The Podesta group, a lobbying firm co-founded by Tony Podesta and John Podesta — Hillary Clinton's 2016 campaign chairman — will shutter its doors by the end of the year, according to a new report.
What's going on?
After special counsel Robert Mueller's indictment against former Trump campaign manager Paul Manafort and staffer Rick Gates was made public, the Podesta Group was swept into the center of the investigation, along with another organization, for failing to register their foreign lobbying work with the U.S. government. The companies worked with Manafort to conduct lobbying in Ukraine on behalf of Russian organizations.

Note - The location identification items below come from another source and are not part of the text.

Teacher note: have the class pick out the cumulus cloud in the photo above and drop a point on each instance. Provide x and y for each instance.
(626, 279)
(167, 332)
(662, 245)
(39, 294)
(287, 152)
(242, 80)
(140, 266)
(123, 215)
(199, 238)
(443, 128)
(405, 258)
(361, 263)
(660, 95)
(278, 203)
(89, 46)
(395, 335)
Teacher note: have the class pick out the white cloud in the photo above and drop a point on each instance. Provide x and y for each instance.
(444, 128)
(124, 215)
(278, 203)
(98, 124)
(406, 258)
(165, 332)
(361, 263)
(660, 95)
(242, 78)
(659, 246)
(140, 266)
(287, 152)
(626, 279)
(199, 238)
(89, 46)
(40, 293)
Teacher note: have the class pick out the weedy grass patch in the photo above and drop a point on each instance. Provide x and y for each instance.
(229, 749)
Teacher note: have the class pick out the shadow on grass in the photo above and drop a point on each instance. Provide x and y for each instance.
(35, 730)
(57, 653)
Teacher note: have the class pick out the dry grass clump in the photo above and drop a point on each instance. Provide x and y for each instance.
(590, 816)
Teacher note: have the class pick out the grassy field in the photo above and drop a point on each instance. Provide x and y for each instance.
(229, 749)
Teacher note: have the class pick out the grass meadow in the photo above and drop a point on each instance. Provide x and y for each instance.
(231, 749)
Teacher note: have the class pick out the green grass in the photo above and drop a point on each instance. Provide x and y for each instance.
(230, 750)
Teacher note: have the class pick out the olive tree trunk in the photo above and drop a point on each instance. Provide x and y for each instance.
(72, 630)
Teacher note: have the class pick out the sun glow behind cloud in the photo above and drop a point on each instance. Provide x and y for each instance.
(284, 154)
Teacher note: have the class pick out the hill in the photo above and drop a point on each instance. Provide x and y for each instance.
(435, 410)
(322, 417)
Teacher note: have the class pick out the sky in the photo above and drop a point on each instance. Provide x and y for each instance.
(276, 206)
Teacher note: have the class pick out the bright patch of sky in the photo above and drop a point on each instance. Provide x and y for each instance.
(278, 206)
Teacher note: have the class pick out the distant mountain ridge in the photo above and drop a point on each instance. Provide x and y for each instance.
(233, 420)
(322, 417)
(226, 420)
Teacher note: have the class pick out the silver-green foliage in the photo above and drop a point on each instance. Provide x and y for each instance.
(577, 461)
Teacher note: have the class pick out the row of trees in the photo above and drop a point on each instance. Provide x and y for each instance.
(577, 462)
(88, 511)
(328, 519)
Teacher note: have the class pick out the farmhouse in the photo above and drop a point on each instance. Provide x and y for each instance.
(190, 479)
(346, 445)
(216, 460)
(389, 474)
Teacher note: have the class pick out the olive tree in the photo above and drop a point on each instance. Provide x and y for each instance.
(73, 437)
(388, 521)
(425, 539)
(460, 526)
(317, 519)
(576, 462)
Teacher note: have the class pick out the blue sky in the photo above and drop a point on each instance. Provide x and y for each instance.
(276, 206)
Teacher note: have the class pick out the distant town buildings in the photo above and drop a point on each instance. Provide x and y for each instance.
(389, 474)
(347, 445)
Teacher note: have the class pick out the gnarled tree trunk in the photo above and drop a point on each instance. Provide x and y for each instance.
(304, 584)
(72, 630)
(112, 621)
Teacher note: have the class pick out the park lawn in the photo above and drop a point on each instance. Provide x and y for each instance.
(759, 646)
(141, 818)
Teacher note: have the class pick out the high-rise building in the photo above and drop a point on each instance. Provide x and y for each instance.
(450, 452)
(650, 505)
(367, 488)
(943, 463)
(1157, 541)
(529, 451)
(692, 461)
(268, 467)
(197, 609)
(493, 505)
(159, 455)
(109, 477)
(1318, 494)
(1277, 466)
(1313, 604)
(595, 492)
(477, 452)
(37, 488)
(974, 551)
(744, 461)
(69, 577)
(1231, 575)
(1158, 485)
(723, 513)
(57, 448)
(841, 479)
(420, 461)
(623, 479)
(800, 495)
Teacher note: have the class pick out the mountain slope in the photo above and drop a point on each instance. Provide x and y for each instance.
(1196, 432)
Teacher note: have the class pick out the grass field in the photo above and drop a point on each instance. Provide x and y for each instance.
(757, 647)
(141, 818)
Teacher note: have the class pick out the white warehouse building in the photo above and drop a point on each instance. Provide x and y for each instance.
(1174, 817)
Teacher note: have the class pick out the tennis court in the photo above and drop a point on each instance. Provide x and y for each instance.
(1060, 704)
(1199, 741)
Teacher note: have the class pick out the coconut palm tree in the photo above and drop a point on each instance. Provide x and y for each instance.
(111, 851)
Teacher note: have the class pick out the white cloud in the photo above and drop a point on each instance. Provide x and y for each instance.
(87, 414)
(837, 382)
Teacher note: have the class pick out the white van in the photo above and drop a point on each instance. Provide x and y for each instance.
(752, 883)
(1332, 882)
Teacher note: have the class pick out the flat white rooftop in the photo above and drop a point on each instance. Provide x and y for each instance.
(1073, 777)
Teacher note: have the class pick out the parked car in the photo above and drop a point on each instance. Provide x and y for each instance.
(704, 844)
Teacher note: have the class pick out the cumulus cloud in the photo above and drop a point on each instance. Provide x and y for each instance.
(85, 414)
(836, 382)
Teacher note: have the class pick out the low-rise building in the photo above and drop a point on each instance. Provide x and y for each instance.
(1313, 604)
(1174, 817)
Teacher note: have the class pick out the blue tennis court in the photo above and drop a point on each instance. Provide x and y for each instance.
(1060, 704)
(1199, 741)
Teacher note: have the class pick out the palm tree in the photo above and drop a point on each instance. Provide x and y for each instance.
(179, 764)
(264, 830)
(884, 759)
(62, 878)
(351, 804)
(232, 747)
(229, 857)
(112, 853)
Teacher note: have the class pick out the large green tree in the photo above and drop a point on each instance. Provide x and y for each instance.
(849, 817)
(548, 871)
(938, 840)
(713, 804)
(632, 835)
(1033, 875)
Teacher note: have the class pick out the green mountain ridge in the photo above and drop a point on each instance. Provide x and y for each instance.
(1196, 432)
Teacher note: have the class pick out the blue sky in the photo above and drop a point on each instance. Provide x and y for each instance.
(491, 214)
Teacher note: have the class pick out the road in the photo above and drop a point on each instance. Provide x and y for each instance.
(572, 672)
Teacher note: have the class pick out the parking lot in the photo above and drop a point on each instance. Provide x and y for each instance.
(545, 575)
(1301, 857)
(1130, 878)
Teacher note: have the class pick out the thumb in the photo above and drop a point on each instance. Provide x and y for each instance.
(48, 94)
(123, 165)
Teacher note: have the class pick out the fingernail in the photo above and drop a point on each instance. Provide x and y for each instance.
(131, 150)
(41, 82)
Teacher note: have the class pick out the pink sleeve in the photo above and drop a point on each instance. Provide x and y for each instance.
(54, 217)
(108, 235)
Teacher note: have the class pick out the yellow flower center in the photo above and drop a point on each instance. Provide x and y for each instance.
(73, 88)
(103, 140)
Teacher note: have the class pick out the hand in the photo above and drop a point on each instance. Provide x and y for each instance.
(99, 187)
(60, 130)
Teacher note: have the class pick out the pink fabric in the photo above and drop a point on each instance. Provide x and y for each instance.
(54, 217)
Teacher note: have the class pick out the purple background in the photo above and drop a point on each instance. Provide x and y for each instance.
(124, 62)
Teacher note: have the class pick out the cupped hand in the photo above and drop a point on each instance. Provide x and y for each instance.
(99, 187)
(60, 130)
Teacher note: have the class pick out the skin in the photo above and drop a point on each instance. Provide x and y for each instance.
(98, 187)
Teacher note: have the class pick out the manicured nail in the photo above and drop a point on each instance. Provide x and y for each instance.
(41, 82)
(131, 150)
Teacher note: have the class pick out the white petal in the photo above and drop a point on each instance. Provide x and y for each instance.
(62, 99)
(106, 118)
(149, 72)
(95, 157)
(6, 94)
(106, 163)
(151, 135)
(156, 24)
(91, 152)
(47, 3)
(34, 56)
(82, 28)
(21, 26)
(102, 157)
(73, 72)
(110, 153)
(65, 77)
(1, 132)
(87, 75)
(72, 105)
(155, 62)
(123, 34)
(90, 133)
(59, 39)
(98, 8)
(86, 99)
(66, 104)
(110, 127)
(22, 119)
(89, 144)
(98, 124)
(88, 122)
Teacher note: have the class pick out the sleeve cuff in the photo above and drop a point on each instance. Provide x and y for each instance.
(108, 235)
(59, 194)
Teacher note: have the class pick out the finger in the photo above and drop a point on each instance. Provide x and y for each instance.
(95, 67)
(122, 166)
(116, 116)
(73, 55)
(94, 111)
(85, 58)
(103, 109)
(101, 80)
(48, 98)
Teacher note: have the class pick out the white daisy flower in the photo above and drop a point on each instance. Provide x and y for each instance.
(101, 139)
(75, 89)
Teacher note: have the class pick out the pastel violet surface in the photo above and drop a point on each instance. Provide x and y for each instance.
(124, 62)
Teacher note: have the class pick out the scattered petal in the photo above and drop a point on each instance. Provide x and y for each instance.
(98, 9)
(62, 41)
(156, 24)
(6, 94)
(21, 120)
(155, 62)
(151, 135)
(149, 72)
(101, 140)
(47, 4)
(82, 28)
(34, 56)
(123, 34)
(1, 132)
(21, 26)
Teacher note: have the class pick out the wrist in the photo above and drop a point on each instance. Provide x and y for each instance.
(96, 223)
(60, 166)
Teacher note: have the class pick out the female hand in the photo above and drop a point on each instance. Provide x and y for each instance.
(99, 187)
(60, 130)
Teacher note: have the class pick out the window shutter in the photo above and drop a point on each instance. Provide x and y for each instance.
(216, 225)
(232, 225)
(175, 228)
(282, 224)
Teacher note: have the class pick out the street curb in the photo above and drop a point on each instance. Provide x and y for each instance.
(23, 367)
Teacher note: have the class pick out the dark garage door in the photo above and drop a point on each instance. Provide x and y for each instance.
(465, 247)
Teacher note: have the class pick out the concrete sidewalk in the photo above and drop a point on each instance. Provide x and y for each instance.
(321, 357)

According to CNN, Kimberley Fritts, the Podesta Group's chief executive, told employees during a staff meeting on Thursday the company wouldn't survive through the end of the year, said they likely wouldn't be paid beyond Nov. 15 and instructed them to clean out their desks.
Mueller's investigation has interviewed several members of the Podesta Group. Tony resigned from the company the day the indictment was made public. He has vowed to fight for himself and his group.
The Podesta Group for decades has been one of the biggest lobbying firms on K-Street, meaning their closure would shake-up Washington. However, Fritts already has plans to move forward.
What does she have planned?
According to The Hill, Fritts plans to open her own firm, and may take many of the current Podesta Group employees and clients with her. Other Podesta Group executives, however, may head in other directions.
From The Hill:
Fritts is beginning work on launching a new firm. Her last day at the company Friday created new uncertainty for the Podesta Group after the departure of Podesta on Oct. 30.
Multiple employees who spoke to The Hill said the mood at the firm was mostly optimistic, though they said many of the firm's dozens of employees could be in limbo as Fritts sets up the new firm and brings Podesta Group talent and clients with her.
Staff said the transition to the new firm would take place in weeks, not months, while senior members of the firm have been trying to keep as many clients as possible.
CNN reported that Tony may even try to continue his lobbying work.
"He didn't say he was retiring," a source told CNN. "He's a prideful person. He built a very influential company over 30 years, and I think he believes he hasn't done anything wrong."